Conference to explore Africa’s economic potential
Published: Thursday, October 25, 2012
Updated: Thursday, October 25, 2012 08:10
The Institute for Business in the Global Context at the Fletcher School of Law and Diplomacy will be hosting a conference that begins today, titled “Africa’s Turn? The Promise and Reality of the Global Economy’s ‘Final Frontier.’”
The conference, which is designed as an interdisciplinary approach towards understanding Africa’s potential for economic growth and development, will run through tomorrow with a series of panel discussions featuring faculty and keynote speakers.
Although the conference was originally scheduled for this past spring, it was moved to this semester to accommodate speakers’ schedules, according to Bhaskar Chakravorti, senior associate dean of international business and finance and executive director of Fletcher’s Institute for Business in the Global Context and the Center for Emerging Markets Enterprises (CEME).
Africa’s economic capabilities have become of greater interest in recent years, according to Chakravorti. In the last decade, five out of the 10 fastest−growing countries were in sub−Saharan Africa, and the International Monetary Fund (IMF) predicts that over the next five years, seven out of the 10 fastest growing countries will be in Africa as well, he said.
Chakravorti explained that investors, innovators and entrepreneurs are looking for new business opportunities in light of the current global economic state.
“Pretty much every major well−respected analyst anywhere is turning to Africa, which is somewhat ironic because it’s the part of the world that has largely been ignored, misunderstood or just basically exploited for opportunistic reasons,” he said. “So, we’re casting a revival or interest in Africa, not just as a place to capture resources from, but a place that could pose an opportunity for the global economy or the African economy.”
The conference focuses on the economic climate in Africa, which is naturally linked to other aspects of society, Academic Dean at the Fletcher School Peter Uvin explained.
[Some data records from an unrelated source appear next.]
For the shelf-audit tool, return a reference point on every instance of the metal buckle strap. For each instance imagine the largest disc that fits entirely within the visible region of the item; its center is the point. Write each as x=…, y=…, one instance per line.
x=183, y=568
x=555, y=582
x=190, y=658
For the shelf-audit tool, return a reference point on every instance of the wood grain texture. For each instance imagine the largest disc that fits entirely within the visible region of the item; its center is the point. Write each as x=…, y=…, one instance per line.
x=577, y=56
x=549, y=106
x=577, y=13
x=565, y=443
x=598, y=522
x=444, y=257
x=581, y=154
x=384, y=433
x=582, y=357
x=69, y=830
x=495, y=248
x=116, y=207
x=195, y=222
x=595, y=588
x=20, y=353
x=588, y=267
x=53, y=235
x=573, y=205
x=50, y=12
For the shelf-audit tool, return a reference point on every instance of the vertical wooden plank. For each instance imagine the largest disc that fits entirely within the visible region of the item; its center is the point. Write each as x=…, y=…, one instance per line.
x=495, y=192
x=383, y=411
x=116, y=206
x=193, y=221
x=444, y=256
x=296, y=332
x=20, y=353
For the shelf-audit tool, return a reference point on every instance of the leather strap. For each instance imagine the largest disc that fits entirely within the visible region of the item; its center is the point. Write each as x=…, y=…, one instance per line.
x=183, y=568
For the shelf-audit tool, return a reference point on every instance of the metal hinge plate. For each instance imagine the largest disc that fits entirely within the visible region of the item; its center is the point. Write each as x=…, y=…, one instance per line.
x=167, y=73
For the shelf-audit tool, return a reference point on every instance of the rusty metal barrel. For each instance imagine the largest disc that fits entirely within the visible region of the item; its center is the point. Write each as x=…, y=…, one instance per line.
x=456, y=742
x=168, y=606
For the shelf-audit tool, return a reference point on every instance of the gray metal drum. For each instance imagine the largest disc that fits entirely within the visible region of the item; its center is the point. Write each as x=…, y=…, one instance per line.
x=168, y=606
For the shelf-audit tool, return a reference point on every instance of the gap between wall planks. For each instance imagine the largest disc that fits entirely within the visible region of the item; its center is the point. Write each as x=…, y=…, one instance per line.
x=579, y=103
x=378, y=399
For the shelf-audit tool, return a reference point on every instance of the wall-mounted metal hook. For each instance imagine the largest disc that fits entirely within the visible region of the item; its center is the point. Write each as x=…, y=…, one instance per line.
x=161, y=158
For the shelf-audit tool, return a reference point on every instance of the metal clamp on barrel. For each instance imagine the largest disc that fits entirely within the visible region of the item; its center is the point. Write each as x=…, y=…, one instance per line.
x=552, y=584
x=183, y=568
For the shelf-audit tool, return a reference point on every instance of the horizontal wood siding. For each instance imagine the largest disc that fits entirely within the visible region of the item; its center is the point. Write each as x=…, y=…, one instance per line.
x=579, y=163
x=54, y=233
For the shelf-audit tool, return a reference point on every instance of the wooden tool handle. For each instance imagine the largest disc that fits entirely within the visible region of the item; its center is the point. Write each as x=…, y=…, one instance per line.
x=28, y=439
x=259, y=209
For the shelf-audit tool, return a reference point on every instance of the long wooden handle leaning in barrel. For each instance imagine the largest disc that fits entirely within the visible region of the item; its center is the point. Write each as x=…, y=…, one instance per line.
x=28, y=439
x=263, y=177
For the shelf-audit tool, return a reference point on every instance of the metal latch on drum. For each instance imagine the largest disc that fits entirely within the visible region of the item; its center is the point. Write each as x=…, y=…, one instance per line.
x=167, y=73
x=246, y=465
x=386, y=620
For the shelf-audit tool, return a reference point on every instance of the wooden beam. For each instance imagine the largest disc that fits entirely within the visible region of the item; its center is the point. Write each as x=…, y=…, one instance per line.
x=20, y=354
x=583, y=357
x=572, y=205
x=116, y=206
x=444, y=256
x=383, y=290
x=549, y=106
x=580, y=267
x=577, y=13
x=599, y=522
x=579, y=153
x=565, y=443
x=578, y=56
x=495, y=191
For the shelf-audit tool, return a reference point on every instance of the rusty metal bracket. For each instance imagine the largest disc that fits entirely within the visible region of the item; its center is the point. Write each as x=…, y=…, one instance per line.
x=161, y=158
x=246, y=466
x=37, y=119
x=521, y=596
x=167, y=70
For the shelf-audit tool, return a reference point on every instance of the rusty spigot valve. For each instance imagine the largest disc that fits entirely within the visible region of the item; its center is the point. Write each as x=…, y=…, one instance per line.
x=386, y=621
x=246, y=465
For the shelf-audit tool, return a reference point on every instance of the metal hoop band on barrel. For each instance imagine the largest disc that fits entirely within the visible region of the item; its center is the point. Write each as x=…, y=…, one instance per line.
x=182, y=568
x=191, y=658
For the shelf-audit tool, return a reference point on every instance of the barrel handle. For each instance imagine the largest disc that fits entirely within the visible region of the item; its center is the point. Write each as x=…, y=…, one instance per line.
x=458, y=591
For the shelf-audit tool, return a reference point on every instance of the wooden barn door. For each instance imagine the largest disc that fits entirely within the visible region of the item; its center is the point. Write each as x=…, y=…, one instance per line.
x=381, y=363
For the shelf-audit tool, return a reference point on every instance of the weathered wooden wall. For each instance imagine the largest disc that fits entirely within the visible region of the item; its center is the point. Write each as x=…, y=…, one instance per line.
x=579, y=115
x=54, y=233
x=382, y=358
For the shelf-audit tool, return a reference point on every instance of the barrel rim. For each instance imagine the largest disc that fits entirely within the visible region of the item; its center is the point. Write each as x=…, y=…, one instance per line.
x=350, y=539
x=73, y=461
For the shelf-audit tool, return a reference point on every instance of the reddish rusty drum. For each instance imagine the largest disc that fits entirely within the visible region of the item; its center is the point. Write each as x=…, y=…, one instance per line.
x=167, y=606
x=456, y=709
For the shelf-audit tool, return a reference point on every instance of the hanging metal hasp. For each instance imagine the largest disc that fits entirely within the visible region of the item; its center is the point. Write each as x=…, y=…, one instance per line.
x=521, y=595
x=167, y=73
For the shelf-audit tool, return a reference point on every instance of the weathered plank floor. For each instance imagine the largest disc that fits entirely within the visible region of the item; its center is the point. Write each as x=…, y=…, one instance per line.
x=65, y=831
“It’s primarily focused on the economic changes ... but you can’t really talk about economic changes in Africa without talking about political changes that are going on,” Uvin said. “And you can’t talk about it either without seeing how it may or may not always relate to improvements in public health, education and so on.”
The conference has been set up in a way that fosters discussion, according to Chakravorti.
“The moderators and the chairs will encourage a dialogue among the panelists and encourage the audience to participate vigorously,” he said. “The way that the conversation is structured, we’re looking at the issues almost from multiple distances.”
The goal is to exchange and explore ideas rather than promote a single approach, Director of the Feinstein International Center and Rosenberg Professor of Nutrition and Human Security at the Friedman School of Nutrition Science and Policy Peter Walker told the Daily in an email.
Chakravorti explained that speakers come from a wide range of backgrounds and include policy makers in government, companies and multilateral institutions.
“We have assembled what I believe to be the finest gathering of scholars, decision makers, innovators and investors on the continent of Africa and associated with the continent of Africa together on campus,” he said.
One panel will examine African countries that have undergone rapid economic growth and business investment and will try to understand what led these countries to adapt these policies, according to Uvin.
Panelists include Stephen Radelet, chief economist of the U.S. Agency for International Development; Anne−Marie Gulde−Wolf, deputy director of the African Department of the IMF; and Joseph Kitamirike, chief executive officer of the Ugandan Securities Exchange.
The conference will provide attendees with an understanding of both the economic opportunities available in Africa as well as the challenges that arise from such prospects, according to Chakravorti.
“There’s also a lot of misconceptions about what’s going on, so it’s really quite an unusual opportunity to try to get an encapsulated view for the issues,” Chakravorti said.